O objetivo da lei foi aumentar a segurança nas estradas, reduzindo o número de acidentes frontais. Conforme o Departamento Nacional de Trânsito (Denatran), estudos indicam que a presença de luzes acesas reduz entre 5% e 10% o número de colisões entre veículos durante o dia.

Governo federal recorre para manter multa do farol baixo

Objetivo da lei, o Planalto, é aumentar a segurança nas estradas e reduzir acidentes

A Advocacia-Geral da União (AGU) entrou nesta quarta-feira, com recurso na Justiça Federal em Brasília contra a decisão liminar que suspendeu a cobrança de multa a motoristas que transitarem com o farol desligado nas rodovias do País. A liminar considera falta de sinalização.

No dia 2 deste mês, o juiz federal Renato Borelli, da 20ª Vara Federal, determinou em caráter liminar a suspensão das multas até que as rodovias estejam devidamente sinalizadas, com base em ação civil pública movida pela Associação Nacional de Proteção Mútua aos Proprietários de Veículos Automotores (ADPVAT).

A AGU não divulgou o conteúdo do recurso por “estratégia processual” e informou apenas que pediu “reconsideração” da liminar ao mesmo juiz. Enquanto não houver nova decisão, a aplicação de multas pelo não uso do farol baixo nas rodovias continua suspensa no País, até mesmo nas estradas que já têm a sinalização exigida.
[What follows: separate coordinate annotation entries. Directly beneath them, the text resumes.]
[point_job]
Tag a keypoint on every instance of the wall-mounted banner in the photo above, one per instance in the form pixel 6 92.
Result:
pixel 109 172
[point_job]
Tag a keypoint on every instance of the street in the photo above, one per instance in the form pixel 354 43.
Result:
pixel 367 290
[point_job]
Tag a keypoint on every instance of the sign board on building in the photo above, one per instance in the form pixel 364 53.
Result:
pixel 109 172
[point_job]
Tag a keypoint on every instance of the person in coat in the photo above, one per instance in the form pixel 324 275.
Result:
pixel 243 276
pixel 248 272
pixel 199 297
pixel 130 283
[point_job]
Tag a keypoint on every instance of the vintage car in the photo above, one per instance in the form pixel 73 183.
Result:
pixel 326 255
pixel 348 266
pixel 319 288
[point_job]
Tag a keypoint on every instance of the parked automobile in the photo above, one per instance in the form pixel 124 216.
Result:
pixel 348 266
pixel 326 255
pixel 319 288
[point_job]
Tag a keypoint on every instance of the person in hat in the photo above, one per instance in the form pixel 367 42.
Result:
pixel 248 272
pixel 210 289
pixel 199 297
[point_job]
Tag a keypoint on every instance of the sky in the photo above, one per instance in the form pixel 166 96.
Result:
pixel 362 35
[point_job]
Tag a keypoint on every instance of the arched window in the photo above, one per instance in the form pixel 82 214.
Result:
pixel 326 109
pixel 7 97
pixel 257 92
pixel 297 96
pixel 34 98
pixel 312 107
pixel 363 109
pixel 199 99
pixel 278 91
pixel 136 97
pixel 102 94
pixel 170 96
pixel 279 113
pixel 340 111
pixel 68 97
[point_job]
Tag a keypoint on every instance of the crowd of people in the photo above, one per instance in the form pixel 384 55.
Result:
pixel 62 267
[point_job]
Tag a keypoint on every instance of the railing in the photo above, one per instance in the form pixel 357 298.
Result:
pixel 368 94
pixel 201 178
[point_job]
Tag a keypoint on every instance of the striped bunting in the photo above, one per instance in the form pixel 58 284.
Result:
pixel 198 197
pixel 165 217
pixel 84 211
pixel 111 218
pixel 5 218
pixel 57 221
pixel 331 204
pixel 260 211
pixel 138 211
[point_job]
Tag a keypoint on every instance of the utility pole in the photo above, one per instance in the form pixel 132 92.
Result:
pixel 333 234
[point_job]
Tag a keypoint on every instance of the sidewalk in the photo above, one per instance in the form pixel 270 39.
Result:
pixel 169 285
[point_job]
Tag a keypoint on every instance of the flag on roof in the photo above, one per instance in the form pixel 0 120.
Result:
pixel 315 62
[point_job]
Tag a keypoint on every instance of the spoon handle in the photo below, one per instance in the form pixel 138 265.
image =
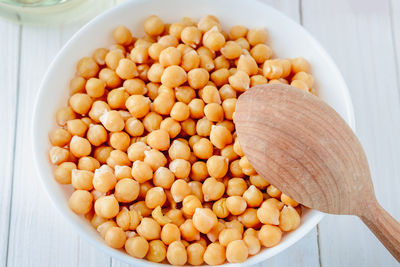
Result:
pixel 384 227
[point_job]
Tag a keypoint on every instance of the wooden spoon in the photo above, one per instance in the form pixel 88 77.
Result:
pixel 304 148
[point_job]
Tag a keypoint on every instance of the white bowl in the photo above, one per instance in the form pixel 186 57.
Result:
pixel 287 39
A lei federal que determina o uso de farol baixo por todos os veículos, até durante o dia, entrou em vigor em 8 de julho e seu descumprimento é considerado infração média, com multa de R$ 85,13 e anotação de 4 pontos na carteira nacional de habilitação (CNH). A partir de novembro, o valor da multa vai subir para R$ 130,16.

O objetivo da lei, segundo o governo, é aumentar a segurança nas estradas e reduzir o número de acidentes, especialmente as colisões frontais. De acordo com a Polícia Rodoviária Federal (PRF), o uso de farol baixo durante o dia permite que o veículo seja visualizado a uma distância de três quilômetros por quem trafega no sentido contrário.

A implementação da lei foi criticada por motoristas e especialistas em trânsito por causa da falta de sinalização, conforme o Estado mostrou em julho em rodovias estaduais e federais em São Paulo. Para os críticos, a aplicação de multas sem a devida informação aos motoristas passa a impressão de que a medida tem “finalidade arrecadatória”.

Autuações No primeiro mês de vigência, 124 mil veículos foram autuados pela Polícia Rodoviária Federal (PRF). Só nas estradas estaduais de São Paulo, houve 17 mil autuações, segundo a Polícia Militar Rodoviária, o que totaliza cerca de R$ 12 milhões em infrações aplicadas.

Em agosto, a Agência de Transportes de São Paulo (Artesp) começou uma campanha nas 20 rodovias privatizadas do Estado, como os Sistemas Anchieta-Imigrantes e Anhanguera-Bandeirantes, com a instalação de 144 faixas e distribuição de 700 mil adesivos nos pedágios, alertando sobre a lei.